True, the Rockefellers, the Carnegies, and the Vanderbilts—who were the most famous robber barons—also made few friends during their ascendancy. And, as Kalanick does, they had a “winner-take-all” attitude and went to extreme lengths to build their visions. In the case of the railroads, the oil pipelines, or the steel mills, often this meant taking land away from people who did not want to hand it over. Or it meant building things without proper political or regulatory approvals, because they figured that once the project had become a fait accompli, the laws could be changed to reflect the new reality.
Uber has built its business without waiting to consult with government on the legality of ride-sharing. If it had waited, the business might never have gotten off the ground. But Uber has also managed, along the way, to anger many people and alienate large swathes of both drivers and journalists. Riders have not left the company to any large degree—yet. Uber’s work remains unfinished, but its mission is an important one. Let’s hope that Kalanick can recognize that this requires a bit more maturity, dignity, and tact; that by sharing his prosperity with the drivers who are helping him build this new infrastructure, he can avoid the label “robber baron”; and that he will come sooner rather than later to put the welfare of others before that of his ambitions.
You can follow me on Twitter and read more of my articles on my website: www.wadhwa.com.
With a passion for creating unique experiences and leveraging emerging technologies, I am dedicated to driving growth and creating value for all stakeholders in the cannabis and music industries.
10 年Uber is fantastic for the customer & the driver. Sure, some of the uberX drivers need guidance and practice, but Uber is her to stay. Uber makes my life more productive, everyday. It's a brand that I trust, respect and love.
Uber is incredible the first few times because the experience is so seamless. But it quickly starts to unravel as a business, with poor customer-centric service, taking advantage of both drivers and customers at times. I still use it but less and less, and will be thrilled when another company takes its place.
Political Organizer
10 年Digital Robber Baron. I love a good app, but this is trying to undercut everything else to get it off the ground.
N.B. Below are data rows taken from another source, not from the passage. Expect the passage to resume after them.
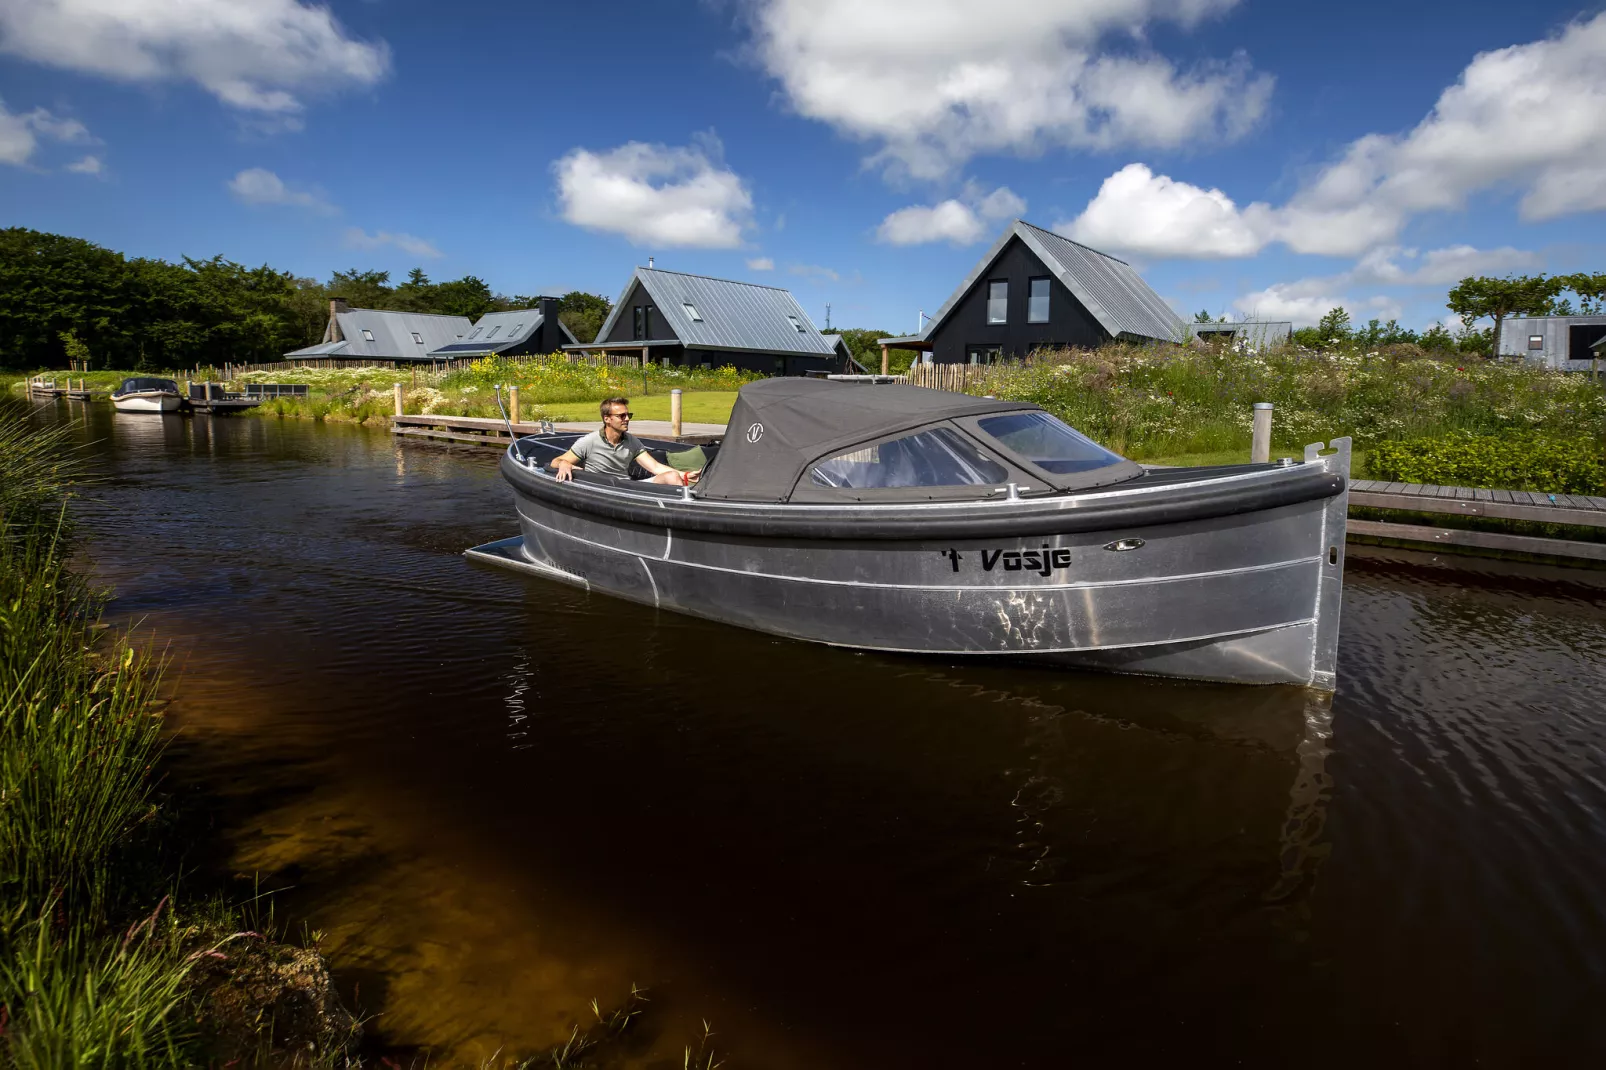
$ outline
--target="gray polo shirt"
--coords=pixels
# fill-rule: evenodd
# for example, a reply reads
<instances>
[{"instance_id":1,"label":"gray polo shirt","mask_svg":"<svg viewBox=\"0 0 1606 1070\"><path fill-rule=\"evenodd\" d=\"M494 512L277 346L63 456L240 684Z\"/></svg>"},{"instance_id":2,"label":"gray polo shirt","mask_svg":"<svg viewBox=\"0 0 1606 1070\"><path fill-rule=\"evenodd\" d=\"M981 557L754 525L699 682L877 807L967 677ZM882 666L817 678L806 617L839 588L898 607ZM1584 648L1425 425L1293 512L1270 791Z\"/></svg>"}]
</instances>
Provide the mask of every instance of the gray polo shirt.
<instances>
[{"instance_id":1,"label":"gray polo shirt","mask_svg":"<svg viewBox=\"0 0 1606 1070\"><path fill-rule=\"evenodd\" d=\"M569 451L580 458L580 467L592 475L621 478L629 477L630 462L636 459L636 454L646 449L641 439L629 431L625 432L617 446L610 446L601 431L593 431L569 447Z\"/></svg>"}]
</instances>

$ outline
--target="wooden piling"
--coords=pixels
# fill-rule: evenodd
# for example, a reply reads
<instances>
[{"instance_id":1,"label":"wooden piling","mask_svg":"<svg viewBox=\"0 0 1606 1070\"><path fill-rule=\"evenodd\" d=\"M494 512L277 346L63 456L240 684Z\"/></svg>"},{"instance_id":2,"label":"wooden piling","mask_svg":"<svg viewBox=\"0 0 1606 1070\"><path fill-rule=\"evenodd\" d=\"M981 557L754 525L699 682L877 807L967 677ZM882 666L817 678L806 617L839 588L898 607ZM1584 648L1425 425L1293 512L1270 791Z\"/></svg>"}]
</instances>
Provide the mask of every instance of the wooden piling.
<instances>
[{"instance_id":1,"label":"wooden piling","mask_svg":"<svg viewBox=\"0 0 1606 1070\"><path fill-rule=\"evenodd\" d=\"M401 414L402 414L402 385L400 383L397 383L396 384L396 415L400 416Z\"/></svg>"},{"instance_id":2,"label":"wooden piling","mask_svg":"<svg viewBox=\"0 0 1606 1070\"><path fill-rule=\"evenodd\" d=\"M519 388L517 385L507 388L508 419L513 423L519 422Z\"/></svg>"},{"instance_id":3,"label":"wooden piling","mask_svg":"<svg viewBox=\"0 0 1606 1070\"><path fill-rule=\"evenodd\" d=\"M680 437L680 387L669 392L669 437Z\"/></svg>"},{"instance_id":4,"label":"wooden piling","mask_svg":"<svg viewBox=\"0 0 1606 1070\"><path fill-rule=\"evenodd\" d=\"M1249 463L1265 464L1271 460L1271 402L1255 402L1255 430L1250 440Z\"/></svg>"},{"instance_id":5,"label":"wooden piling","mask_svg":"<svg viewBox=\"0 0 1606 1070\"><path fill-rule=\"evenodd\" d=\"M881 347L881 374L882 375L887 375L888 374L887 369L890 368L891 366L892 366L892 364L890 362L890 358L887 356L887 347L886 346L882 346Z\"/></svg>"}]
</instances>

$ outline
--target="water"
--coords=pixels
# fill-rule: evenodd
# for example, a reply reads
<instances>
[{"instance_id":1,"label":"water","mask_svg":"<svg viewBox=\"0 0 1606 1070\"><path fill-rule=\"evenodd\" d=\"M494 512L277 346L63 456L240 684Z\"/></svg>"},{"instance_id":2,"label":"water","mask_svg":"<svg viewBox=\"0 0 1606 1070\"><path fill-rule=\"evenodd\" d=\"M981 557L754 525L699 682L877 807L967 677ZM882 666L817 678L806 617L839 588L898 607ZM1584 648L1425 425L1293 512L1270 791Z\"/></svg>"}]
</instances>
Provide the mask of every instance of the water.
<instances>
[{"instance_id":1,"label":"water","mask_svg":"<svg viewBox=\"0 0 1606 1070\"><path fill-rule=\"evenodd\" d=\"M1330 704L956 665L470 564L490 451L71 411L197 857L384 1051L636 983L643 1067L703 1019L733 1068L1606 1055L1601 574L1356 552Z\"/></svg>"}]
</instances>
Information Technology at Harvard University
10 年If you're at curious what all this Uber controversy is all about, sign up using the promo invite link below. Uber will credit your account for $30 off your first ride: https://www.uber.com/invite/83180.
Strategic Sales Leader | Industry Technologist | Customer Advocate | IT Solutions Director/VP
10 年It's the best thing ever... customers love it. I could care less what the bloated government bureaucrats think or their pals in the taxi business. The beauty of Uber is that is shows us the evils of big government and how it has prevented progress for years. Why on Earth would I need a fat tax collector to allow me to either accept a ride from a fellow citizen or offer a ride to him and if I choose to use modern communications to facilitate such a trade, it has zero bearing on the interaction.